Un caso peculiare di licenza è poi quello che caratterizza il mondo del software open-source. Qui, il creatore mette a disposizione il programma senza richiedere un compenso economico, spesso autorizzando anche modifiche e distribuzioni successive. Ma, anche in questi casi, il licenziante può imporre condizioni specifiche, come l’obbligo di mantenere aperto il codice sorgente nelle versioni derivate. Un tale tipo di licenza è la dimostrazione perfetta di come l’intento liberale possa convivere con una solida tutela giuridica.

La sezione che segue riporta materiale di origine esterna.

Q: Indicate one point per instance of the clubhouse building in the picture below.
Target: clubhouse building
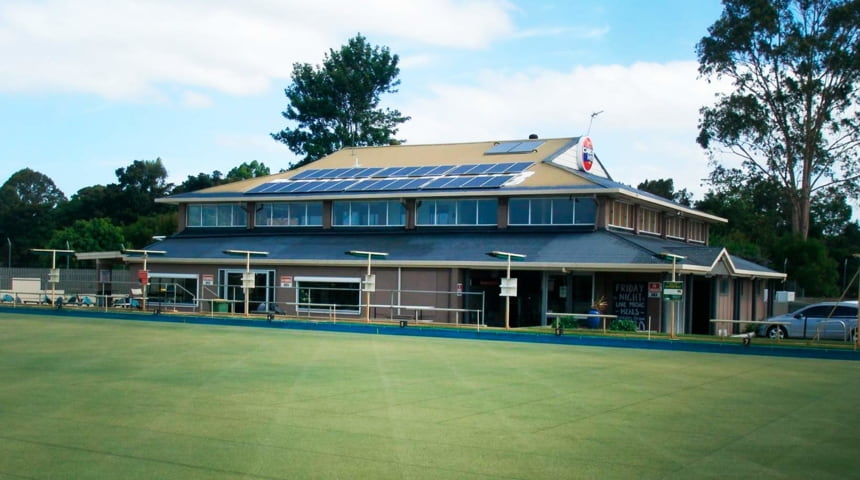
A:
(498, 232)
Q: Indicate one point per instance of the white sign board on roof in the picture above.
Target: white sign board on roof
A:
(580, 156)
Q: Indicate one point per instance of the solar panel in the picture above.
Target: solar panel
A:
(476, 182)
(398, 184)
(519, 167)
(457, 182)
(302, 175)
(436, 183)
(367, 172)
(386, 172)
(336, 186)
(345, 172)
(287, 187)
(407, 171)
(499, 168)
(440, 170)
(421, 171)
(462, 169)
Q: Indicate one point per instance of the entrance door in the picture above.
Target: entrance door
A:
(701, 305)
(230, 283)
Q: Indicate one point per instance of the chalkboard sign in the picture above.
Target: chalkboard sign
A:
(631, 302)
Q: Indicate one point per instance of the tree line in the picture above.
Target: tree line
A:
(35, 213)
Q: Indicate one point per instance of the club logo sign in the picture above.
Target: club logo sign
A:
(585, 153)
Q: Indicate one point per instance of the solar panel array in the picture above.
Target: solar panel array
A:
(359, 179)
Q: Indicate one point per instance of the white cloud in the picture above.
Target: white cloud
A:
(125, 49)
(195, 100)
(647, 129)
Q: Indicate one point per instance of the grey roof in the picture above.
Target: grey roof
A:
(547, 249)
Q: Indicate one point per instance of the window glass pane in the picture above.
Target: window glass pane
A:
(238, 217)
(487, 210)
(314, 213)
(467, 212)
(396, 213)
(170, 290)
(562, 211)
(281, 214)
(194, 216)
(377, 213)
(295, 214)
(210, 216)
(263, 215)
(585, 211)
(426, 212)
(340, 213)
(345, 296)
(541, 211)
(446, 212)
(225, 215)
(359, 213)
(518, 211)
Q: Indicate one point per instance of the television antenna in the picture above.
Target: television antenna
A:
(594, 114)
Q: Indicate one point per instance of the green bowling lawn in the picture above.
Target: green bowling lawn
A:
(108, 399)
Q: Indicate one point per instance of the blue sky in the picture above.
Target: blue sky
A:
(89, 86)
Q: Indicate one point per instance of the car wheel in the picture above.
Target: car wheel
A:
(775, 332)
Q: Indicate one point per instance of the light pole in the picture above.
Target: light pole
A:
(676, 294)
(857, 327)
(509, 286)
(143, 275)
(369, 280)
(54, 275)
(247, 277)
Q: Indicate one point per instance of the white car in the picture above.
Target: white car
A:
(832, 320)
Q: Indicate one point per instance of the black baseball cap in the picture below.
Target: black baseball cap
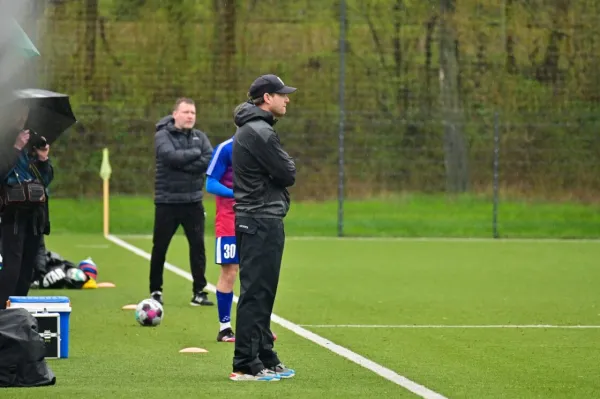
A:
(268, 84)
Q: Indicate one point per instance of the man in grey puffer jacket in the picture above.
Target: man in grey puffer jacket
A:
(182, 157)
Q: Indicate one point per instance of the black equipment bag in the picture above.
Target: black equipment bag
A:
(22, 351)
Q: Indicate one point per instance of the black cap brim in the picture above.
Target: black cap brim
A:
(286, 90)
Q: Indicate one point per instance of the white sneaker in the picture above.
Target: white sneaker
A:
(264, 375)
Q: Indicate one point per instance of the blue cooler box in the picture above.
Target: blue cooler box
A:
(44, 306)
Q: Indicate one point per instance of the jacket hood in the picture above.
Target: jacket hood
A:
(166, 122)
(247, 112)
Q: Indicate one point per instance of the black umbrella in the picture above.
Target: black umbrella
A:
(50, 113)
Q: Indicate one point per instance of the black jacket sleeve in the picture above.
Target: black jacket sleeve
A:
(276, 161)
(200, 165)
(8, 160)
(169, 155)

La licenza d’uso del software è duqnue uno strumento giuridico indispensabile per regolamentare il rapporto tra creatori e utenti in un mondo sempre più digitalizzato. La sua flessibilità la rende adatta a una vasta gamma di situazioni, dal software aziendale a quello open-source, dalle applicazioni professionali a quelle educative.
Per approfondire
- C. ROSSELLO, I contratti dell'informatica nella nuova disciplina del software, Milano, 1997;
- G. FINOCCHIARO, I contratti informatici, Padova, 1997;
- G. ALPA, V. ZENO ZENCOVICH, I contratti di informatica, Milano, 1987;
- R. ZALLONE, Informatica e telematica: i nuovi contratti di servizi, MIlano, 2003;
- I. IASELLI, I contratti informatici, Roma, 2003;
- P. DI SALVATORE, I contratti informatici, Napoli, 2000;
- B. MUSTI, I contratti a oggetto informatico, Milano, 2008;
- R. D’ARRIGO, Prospettive della c.d. licenza a strappo nel nostro ordinamento, in Diritto dell’Informazione e dell’Informatica, 1996, p. 462 e ss.;
- V. FROSINI, Riflessioni sui contratti d’informatica, in Informatica e Diritto, 1996, p.167 e ss.